The water contact angle (WCA) symbolizing the hydrophilicity of membranes was analyzed and the results are presented in Figure 5. It can be seen that with the increase in TpPa-1 COF addition, the WCA of membranes steadily decreased from 63.5° to around 54.0°, which implies that the addition of the TpPa-1 COFs increased the hydrophilicity of M1-M5. The surface of TpPa-1 COFs contains hydrophilic groups of -NH2 and -OH, which may facilitate the water wettability of all the modified membranes (M1-M5).
The effect of TpPa-1 COF addition on the thermal stability of the CA membrane was evaluated by TGA. As COFs can withstand heat of about 300–500 °C [14], the addition of TpPa-1 COFs is therefore expected to enhance the thermal stability of membranes. The results are presented in Figure 6. The thermal degradation temperatures of M0 and M1-M5 are similar, which was due to the addition of TpPa-1 COFs in a minute amount. The substantial mass loss of the CA membrane observed between 300 °C and 400 °C confirmed the decomposition of cellulose acetate. The distinct mass loss observed at 436 °C corresponds to the pyrolytic decomposition of non-woven fabric. The peak temperature of DTG represents the decomposition temperature. Compared with the decomposition temperature of 360 ℃ of M0, the decomposition temperature of the membranes containing TpPa-1 COFs still increases. When the addition of TpPa-1 COFs is 0.00025 wt%, the membrane is degraded at 367 °C, which shows that the thermal stability of modified membranes is further enhanced. This analysis also confirms that TpPa-1 COFs were successfully embedded in the membranes.
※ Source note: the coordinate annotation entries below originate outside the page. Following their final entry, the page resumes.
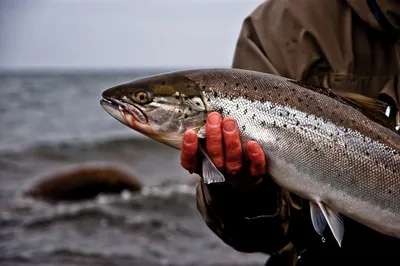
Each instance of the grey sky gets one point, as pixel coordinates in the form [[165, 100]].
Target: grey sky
[[120, 33]]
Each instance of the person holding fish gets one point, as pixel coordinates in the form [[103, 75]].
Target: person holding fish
[[348, 46]]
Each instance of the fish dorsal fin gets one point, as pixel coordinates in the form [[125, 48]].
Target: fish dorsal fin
[[374, 109]]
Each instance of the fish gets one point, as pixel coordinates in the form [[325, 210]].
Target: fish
[[340, 151]]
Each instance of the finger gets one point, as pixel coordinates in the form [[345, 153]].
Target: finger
[[233, 147], [257, 159], [189, 151], [214, 144]]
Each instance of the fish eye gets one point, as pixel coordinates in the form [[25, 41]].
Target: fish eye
[[141, 97]]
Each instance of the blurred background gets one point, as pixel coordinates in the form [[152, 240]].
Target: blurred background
[[56, 57]]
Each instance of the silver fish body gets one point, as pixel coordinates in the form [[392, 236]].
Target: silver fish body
[[319, 145]]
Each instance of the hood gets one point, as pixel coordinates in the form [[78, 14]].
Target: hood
[[382, 15]]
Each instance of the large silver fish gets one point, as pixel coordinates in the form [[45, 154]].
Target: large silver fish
[[338, 151]]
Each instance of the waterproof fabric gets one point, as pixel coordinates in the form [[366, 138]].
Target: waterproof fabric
[[345, 45]]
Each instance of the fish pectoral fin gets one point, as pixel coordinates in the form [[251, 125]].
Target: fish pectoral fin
[[201, 133], [210, 172], [317, 218], [334, 221]]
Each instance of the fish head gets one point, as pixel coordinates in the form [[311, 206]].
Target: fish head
[[161, 107]]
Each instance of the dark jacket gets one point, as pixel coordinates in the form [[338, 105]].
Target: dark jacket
[[346, 45]]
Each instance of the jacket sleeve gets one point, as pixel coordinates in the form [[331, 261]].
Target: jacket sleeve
[[281, 38]]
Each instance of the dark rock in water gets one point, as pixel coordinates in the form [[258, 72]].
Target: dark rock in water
[[83, 183]]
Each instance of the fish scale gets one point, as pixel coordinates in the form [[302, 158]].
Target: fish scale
[[319, 144]]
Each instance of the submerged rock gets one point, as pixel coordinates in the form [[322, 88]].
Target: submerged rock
[[84, 182]]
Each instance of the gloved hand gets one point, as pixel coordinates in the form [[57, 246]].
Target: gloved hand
[[225, 150]]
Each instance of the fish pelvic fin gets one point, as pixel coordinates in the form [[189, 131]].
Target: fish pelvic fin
[[334, 221], [317, 218], [211, 174]]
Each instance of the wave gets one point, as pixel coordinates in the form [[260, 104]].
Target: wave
[[103, 143], [114, 209]]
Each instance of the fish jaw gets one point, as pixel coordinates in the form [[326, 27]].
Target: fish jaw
[[130, 118]]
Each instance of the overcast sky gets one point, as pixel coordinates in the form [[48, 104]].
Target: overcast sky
[[120, 33]]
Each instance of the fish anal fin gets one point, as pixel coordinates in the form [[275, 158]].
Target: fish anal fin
[[374, 109], [211, 174], [317, 217], [334, 221]]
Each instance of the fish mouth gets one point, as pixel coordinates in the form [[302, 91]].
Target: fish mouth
[[124, 109]]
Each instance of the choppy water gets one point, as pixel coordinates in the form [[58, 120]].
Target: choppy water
[[52, 121]]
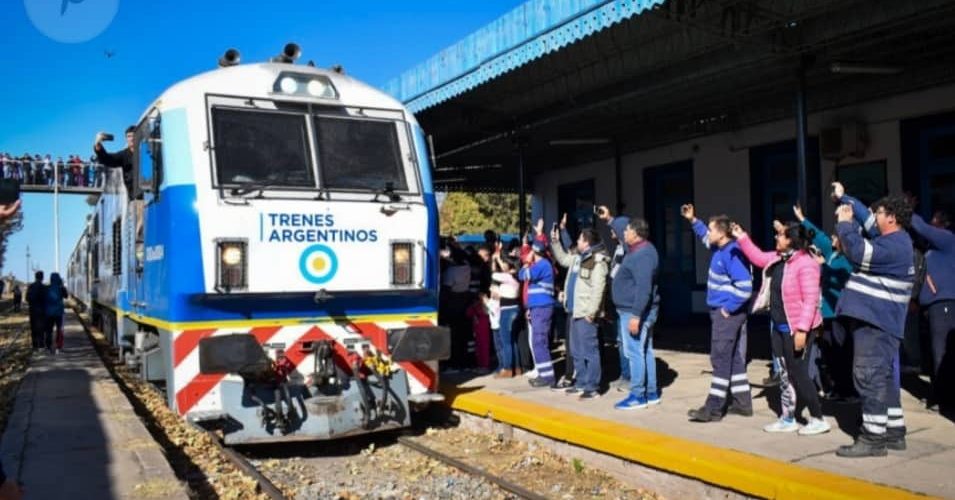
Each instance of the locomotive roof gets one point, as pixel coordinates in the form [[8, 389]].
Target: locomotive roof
[[258, 79]]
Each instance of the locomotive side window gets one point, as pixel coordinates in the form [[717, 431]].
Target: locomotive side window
[[117, 247], [359, 154], [261, 148]]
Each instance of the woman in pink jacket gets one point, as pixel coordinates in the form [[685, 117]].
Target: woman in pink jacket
[[791, 293]]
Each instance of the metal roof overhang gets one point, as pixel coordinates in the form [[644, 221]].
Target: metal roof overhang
[[671, 71]]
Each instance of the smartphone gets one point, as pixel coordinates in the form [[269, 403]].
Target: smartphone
[[9, 191]]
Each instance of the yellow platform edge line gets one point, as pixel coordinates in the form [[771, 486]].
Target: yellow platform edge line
[[743, 472]]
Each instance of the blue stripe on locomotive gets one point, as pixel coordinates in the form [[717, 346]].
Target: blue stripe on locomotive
[[175, 291], [433, 243]]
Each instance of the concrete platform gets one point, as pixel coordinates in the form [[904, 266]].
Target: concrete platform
[[734, 453], [73, 433]]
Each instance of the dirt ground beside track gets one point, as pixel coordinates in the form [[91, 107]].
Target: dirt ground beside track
[[385, 469]]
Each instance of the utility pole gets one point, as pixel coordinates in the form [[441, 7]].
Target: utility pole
[[56, 216]]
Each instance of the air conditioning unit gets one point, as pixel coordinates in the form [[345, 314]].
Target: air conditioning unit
[[849, 139]]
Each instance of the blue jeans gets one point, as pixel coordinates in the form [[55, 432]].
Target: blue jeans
[[639, 350], [586, 354], [504, 338], [622, 350]]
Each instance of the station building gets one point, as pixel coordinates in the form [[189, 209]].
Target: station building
[[644, 105]]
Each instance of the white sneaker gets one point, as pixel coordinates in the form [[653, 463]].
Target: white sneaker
[[815, 426], [782, 426]]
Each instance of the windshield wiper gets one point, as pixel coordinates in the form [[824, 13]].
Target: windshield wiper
[[389, 191], [245, 188]]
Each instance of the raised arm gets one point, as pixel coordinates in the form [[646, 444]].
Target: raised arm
[[753, 253], [868, 255], [820, 239], [938, 238], [560, 255]]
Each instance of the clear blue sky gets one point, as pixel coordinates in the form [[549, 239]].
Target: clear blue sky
[[58, 95]]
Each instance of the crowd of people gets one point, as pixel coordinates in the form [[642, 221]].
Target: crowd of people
[[40, 170], [838, 304]]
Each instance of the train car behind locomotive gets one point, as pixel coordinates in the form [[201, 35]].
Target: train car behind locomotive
[[275, 266]]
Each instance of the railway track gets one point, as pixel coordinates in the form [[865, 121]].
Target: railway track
[[271, 490]]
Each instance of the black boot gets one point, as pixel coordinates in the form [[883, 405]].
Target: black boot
[[864, 446], [740, 410], [704, 414], [895, 441]]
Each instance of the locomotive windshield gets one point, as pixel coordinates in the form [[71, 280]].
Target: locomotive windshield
[[262, 148], [359, 154]]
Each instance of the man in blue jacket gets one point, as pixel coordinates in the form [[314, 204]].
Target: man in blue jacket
[[539, 275], [874, 305], [729, 286], [867, 219], [637, 301]]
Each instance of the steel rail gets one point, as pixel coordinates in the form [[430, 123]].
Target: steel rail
[[470, 469]]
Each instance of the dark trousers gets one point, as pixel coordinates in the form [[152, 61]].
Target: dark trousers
[[52, 325], [728, 357], [525, 359], [37, 329], [941, 319], [570, 367], [462, 338], [586, 354], [875, 352], [837, 353], [797, 367]]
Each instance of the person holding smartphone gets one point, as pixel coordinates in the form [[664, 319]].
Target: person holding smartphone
[[120, 159]]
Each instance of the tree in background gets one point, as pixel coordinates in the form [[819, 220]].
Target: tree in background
[[471, 213], [8, 226]]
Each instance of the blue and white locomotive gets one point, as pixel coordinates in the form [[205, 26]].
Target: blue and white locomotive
[[276, 267]]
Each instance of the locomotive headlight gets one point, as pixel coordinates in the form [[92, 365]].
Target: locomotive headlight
[[402, 263], [288, 85], [231, 255], [304, 85], [317, 88], [231, 264]]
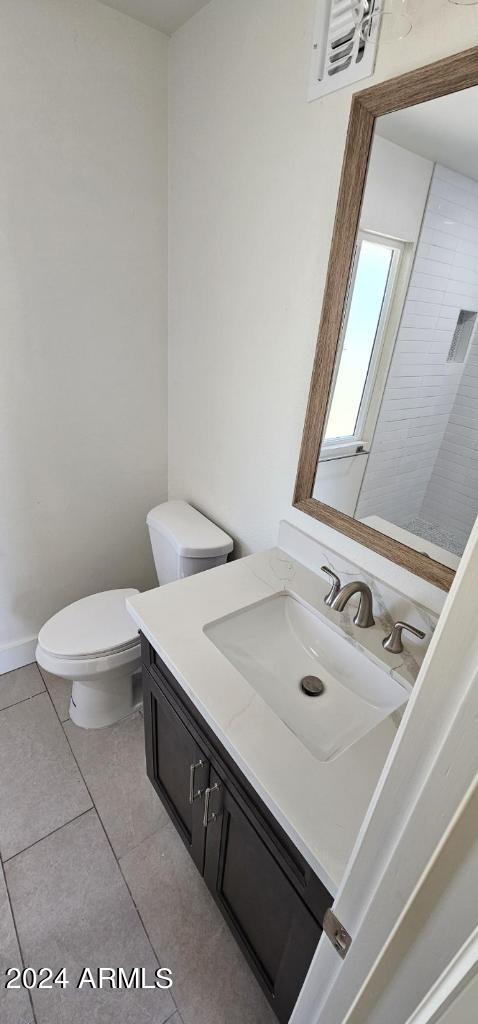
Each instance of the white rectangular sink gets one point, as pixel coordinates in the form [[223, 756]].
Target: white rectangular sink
[[278, 641]]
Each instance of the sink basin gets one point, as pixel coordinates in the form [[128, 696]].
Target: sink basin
[[277, 642]]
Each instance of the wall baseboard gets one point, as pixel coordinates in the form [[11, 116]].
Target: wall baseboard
[[15, 655]]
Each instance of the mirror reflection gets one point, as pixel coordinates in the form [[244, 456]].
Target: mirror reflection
[[400, 446]]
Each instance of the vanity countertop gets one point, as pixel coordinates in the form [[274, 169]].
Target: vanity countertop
[[320, 805]]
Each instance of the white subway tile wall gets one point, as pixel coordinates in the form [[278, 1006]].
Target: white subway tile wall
[[424, 460]]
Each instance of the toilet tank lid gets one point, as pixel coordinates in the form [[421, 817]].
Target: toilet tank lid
[[190, 532]]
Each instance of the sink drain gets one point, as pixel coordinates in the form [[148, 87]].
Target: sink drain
[[312, 686]]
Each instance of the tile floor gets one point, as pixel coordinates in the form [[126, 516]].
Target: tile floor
[[92, 873]]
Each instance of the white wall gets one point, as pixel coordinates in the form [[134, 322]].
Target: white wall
[[424, 389], [254, 173], [83, 250], [396, 190]]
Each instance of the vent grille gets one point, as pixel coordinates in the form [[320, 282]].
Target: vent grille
[[463, 334], [345, 44]]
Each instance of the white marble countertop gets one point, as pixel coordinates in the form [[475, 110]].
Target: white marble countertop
[[320, 805]]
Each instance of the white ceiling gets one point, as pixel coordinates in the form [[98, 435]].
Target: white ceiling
[[167, 15], [442, 130]]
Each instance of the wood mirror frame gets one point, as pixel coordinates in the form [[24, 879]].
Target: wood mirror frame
[[449, 75]]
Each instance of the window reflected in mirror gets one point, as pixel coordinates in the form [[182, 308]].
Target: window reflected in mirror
[[400, 446]]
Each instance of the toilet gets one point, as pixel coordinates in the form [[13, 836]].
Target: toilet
[[94, 641]]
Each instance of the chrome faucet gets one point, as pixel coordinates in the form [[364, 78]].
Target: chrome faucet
[[339, 597]]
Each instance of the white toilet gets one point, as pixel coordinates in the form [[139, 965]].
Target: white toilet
[[94, 642]]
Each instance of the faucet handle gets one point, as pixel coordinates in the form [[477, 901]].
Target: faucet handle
[[393, 643], [336, 585]]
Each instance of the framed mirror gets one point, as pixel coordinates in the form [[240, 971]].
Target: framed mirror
[[389, 452]]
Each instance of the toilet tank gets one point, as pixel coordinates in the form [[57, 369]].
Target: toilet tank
[[184, 542]]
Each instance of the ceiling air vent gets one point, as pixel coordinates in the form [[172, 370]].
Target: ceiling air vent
[[345, 44]]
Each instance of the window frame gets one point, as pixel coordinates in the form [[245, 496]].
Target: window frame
[[382, 349]]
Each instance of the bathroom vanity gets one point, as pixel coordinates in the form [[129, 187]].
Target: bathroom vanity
[[266, 786], [271, 899]]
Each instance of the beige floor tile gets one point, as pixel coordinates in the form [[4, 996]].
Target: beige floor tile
[[113, 764], [212, 981], [73, 909], [40, 784], [19, 685]]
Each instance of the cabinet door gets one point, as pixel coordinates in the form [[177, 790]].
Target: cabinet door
[[176, 766], [275, 930]]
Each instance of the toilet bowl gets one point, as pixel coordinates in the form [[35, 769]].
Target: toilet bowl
[[94, 642]]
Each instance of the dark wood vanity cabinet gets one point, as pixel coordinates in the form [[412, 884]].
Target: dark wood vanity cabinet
[[271, 899]]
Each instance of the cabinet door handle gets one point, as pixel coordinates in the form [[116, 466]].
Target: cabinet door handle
[[193, 796], [207, 818]]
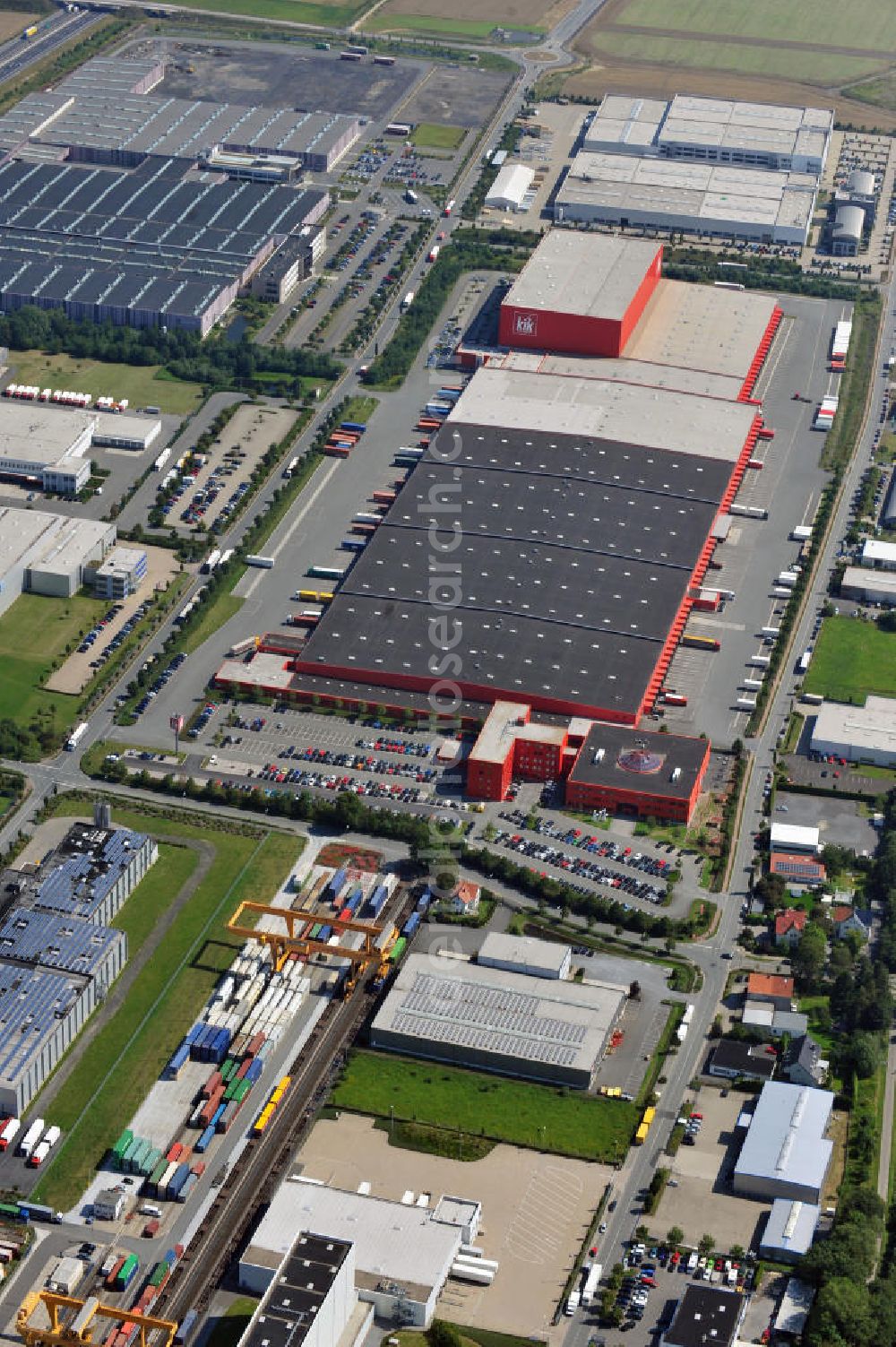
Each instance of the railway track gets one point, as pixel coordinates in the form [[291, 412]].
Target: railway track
[[264, 1160]]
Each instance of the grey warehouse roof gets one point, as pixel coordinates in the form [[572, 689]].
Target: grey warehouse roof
[[786, 1140], [578, 273], [507, 1015]]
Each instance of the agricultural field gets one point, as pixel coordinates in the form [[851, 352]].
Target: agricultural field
[[430, 135], [125, 1054], [468, 18], [762, 51], [852, 659], [523, 1114], [34, 632], [143, 385]]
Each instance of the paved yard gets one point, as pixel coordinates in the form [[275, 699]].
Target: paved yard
[[840, 822], [702, 1202], [535, 1213]]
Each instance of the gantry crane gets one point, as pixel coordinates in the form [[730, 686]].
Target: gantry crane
[[296, 942], [66, 1330]]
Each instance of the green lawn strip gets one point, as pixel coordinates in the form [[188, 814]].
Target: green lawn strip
[[866, 24], [125, 1059], [143, 385], [435, 1141], [213, 616], [521, 1114], [232, 1325], [157, 892], [850, 661], [744, 56], [430, 135]]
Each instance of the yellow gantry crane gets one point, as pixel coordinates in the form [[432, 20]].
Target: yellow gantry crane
[[65, 1328], [296, 942]]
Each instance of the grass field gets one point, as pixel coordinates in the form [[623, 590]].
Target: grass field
[[143, 385], [547, 1118], [32, 632], [864, 23], [813, 66], [293, 11], [852, 659], [430, 135], [127, 1054]]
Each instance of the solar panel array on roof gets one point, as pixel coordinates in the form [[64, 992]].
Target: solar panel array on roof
[[56, 942], [138, 246], [31, 1002], [492, 1019]]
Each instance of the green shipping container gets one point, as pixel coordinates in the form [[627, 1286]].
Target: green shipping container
[[122, 1144]]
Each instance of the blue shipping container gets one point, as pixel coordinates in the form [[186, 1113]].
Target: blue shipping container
[[336, 884], [205, 1141]]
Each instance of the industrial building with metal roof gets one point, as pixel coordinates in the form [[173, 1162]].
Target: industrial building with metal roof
[[786, 1152], [524, 954], [788, 1230], [496, 1020], [47, 554], [678, 195], [403, 1255], [58, 953], [310, 1300], [143, 246], [103, 114], [757, 135], [857, 733]]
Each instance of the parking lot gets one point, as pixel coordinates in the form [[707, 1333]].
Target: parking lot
[[211, 487], [115, 626], [535, 1213]]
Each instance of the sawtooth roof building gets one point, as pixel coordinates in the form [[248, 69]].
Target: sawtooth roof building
[[497, 1020]]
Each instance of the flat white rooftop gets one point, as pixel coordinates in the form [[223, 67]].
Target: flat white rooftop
[[685, 190], [391, 1241], [871, 726], [40, 434], [786, 835], [593, 276], [21, 530], [599, 409], [874, 552]]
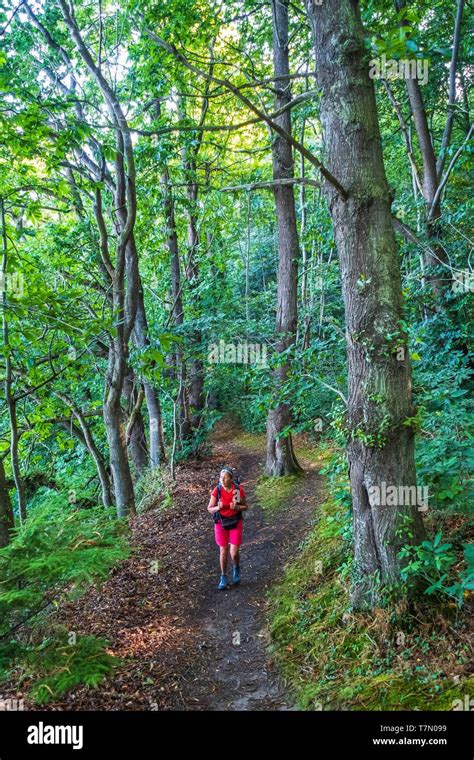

3.3. Separation Performance of Membranes

In order to clarify the effect of TpPa-1 COFs on the separation performance of modified membranes, the ultrafiltration performance of M0-M5 for the protein solution was studied. As can be seen from Figure 7A, with the addition of TpPa-1 COFs, the pure water flux of the membranes effectively increased. The pure water flux reached the maximum at M4, which is about 1.34 times that of M0. With the increase in the membrane surface roughness (Figure 4), the contact area of water was enlarged and water molecules could transport better on the membrane surface. The -OH and -NH2 of TpPa-1 COFs also enhanced the hydrophilicity of the membranes and promoted water transmission through the membranes. In addition, the porous crystal structure of TpPa-1 COFs provided more channels for the transmission of water molecules, which increased the water penetration. Furthermore, for water molecules passing through the membrane, the “gutter effect” formed by the nanoflower structure of TpPa-1 COFs may promote water transport efficiency [48]. However, when the concentration of TpPa-1 COFs is 0.00025 wt%, the pure water flux of M5 decreased slightly. The reason may be that redundant nanomaterials aggregate on the membrane structure, hence decreasing the number of nanochannels for water permeation. A similar observation was noted in another study reported elsewhere where COFs were used to boost permeation [49].
The flux and rejection of OVA and BSA solution also showed a similar tendency as that of pure water flux. The protein flux of modified membranes showed an advantage over the pristine CA membrane (M0) in Figure 7B. These results once again validate the influence of TpPa-1 COFs in improving the transport efficiency of water molecules in membranes. Meanwhile, it can be seen in Figure 7B that TpPa-1 COFs successfully increased the protein rejection of modified membranes. When the addition of TpPa-1 COFs increased from 0 wt% to 0.00015 wt%, the rejection of OVA increased from 88.44% to 93.23%, and the rejection of BSA increased from 95.29% to 97.34%. M3 has a smaller pore size than M0, which can effectively intercept more substances that are larger than the pore size of the membrane.
According to the rejection of PEG with different molecular weights, the MWCOs of the fabricated membranes were calculated and are shown in Figure 7C. The MWCO value of each membrane was consistent with its corresponding protein rejection ability, which shows that adding TpPa-1 COFs into CA membrane formation can effectively improve their rejection properties. The separation of the ultrafiltration membrane is largely based on physical screening; thus, the selectivity of the ultrafiltration membrane largely depends on the characteristics (pore size, pore distribution and porosity) of the membrane pore [50]. As the MWCO of membranes decreased from 18.5 kDa to 17.5 kDa, the corresponding effective pore diameter (μp) of membranes changed from 3.99 nm (M0) to 3.86 nm (M3). Therefore, the membrane with the smaller pore size will have better pollutant rejection performance.
The anti-fouling performance tests were conducted using 1 g·L−1 BSA solution to evaluate the stability and anti-fouling resistance performance of modified membranes. The experimental results (Figure 7D) show that the membrane flux cannot be completely recovered after water filtration due to the irreversibility of membrane fouling. Through experiments, the FRR of M3 can reach 90.9%, which is higher than M0 (86.0%), indicating that the anti-fouling resistance performance of M3 is better than M0.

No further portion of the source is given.